Builder confidence has caught back up to the pre-pandemic level as of July. The housing market is in the lead to the U.S. economic recovery. According to the latest NAHB/Wells Fargo Housing Market Index (HMI) newly-built single-family homes rose from 14 points to 72 points in July.

The National Association of Home Builders started the NAHB/Wells Fargo HMI 30 years ago. It is a monthly survey that measures builder perceptions and asks respondents to rate market conditions for the sale of new homes at the present time and in the next six months as well as the traffic of prospective buyers of new homes.  A panel of builders is chosen each month to rate present single-family sales, and single-family sales for the next six months on a scale of good, fair, or poor. They also rate traffic of prospective buyers on a scale of high to very high, average, or low to very low.

The HMI can range between 0 and 100. July has seen good numbers with current sales conditions at an HMI of 79, sales expectations in the next six months rose to 75 points and the measure charting traffic of prospective buyers was at 58.

“Builders are seeing strong traffic and lots of interest in new construction as existing home inventory remains lean,” said NAHB Chairman Chuck Fowke. “Moreover, builders in the Northeast and the Midwest are benefiting from demand that was sidelined during lockdowns in the spring. Low interest rates are also fueling demand, and we expect housing to lead an overall economic recovery.”

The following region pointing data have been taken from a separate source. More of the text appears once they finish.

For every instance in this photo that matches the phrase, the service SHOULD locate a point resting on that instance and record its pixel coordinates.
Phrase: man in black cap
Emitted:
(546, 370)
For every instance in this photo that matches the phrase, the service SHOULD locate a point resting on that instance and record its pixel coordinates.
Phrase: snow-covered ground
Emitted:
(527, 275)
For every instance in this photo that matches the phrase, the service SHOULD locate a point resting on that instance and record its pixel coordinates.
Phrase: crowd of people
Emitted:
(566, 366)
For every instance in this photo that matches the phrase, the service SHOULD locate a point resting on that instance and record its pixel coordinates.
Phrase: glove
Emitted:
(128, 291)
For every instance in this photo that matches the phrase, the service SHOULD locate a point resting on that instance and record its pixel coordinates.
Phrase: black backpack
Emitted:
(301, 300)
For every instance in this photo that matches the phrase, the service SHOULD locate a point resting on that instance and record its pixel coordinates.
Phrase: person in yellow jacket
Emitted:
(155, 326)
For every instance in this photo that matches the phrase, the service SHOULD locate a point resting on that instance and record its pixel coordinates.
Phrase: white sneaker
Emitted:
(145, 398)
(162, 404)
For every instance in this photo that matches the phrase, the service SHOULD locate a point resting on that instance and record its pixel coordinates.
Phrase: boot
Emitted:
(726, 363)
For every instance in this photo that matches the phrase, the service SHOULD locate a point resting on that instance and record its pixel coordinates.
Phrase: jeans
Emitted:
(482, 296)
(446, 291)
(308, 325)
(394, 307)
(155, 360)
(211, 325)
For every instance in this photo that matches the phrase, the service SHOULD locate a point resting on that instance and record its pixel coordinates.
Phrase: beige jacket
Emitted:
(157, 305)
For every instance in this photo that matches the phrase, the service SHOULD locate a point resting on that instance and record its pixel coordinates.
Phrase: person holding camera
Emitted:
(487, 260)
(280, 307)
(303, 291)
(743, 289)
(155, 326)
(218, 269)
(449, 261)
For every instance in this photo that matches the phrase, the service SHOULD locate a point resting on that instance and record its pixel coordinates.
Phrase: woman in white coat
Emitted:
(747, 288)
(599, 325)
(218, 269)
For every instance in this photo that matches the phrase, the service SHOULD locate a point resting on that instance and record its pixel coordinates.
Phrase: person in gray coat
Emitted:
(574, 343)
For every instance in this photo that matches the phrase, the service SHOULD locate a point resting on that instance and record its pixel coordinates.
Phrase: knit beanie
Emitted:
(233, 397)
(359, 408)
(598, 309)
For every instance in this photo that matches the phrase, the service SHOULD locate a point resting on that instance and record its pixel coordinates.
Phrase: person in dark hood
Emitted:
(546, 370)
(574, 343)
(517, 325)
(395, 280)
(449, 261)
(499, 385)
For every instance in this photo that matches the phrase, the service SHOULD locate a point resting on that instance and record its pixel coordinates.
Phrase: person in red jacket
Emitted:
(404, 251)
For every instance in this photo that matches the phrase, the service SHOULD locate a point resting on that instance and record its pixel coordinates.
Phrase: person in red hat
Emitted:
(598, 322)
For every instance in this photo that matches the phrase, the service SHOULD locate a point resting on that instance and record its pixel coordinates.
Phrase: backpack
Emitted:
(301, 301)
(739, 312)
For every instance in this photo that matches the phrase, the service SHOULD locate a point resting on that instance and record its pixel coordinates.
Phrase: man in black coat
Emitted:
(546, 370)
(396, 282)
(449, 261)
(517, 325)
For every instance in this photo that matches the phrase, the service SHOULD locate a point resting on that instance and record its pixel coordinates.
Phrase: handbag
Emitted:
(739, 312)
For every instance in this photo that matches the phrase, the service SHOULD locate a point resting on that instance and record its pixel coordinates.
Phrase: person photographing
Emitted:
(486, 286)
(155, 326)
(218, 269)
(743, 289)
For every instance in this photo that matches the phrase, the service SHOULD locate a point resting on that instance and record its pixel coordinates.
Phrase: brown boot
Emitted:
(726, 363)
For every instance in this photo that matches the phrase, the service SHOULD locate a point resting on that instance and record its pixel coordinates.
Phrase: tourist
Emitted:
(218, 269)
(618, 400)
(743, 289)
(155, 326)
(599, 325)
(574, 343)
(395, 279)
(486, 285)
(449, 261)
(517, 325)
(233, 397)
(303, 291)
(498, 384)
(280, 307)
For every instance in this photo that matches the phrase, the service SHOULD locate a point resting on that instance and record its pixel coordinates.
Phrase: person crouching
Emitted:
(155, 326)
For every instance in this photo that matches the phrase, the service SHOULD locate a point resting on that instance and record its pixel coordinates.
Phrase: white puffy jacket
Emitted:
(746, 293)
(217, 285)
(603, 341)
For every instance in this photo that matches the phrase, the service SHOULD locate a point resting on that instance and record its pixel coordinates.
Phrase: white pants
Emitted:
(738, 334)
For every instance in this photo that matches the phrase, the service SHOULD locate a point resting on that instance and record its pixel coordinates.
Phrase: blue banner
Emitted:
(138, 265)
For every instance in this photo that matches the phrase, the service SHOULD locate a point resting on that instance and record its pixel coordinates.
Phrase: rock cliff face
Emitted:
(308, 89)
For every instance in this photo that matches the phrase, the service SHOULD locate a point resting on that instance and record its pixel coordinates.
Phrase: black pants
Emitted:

“While the housing market is clearly rebounding, challenges exist,” said NAHB Chief Economist Robert Dietz. “Lumber prices are at a two-year high and builders are reporting rising costs for other building materials while lot and skilled labor availability issues persist. Nonetheless, the important story of the changing geography of housing demand is benefiting new construction. New home demand is improving in lower density markets, including small metro areas, rural markets and large metro exurbs, as people seek out larger homes and anticipate more flexibility for telework in the years ahead. Flight to the suburbs is real.”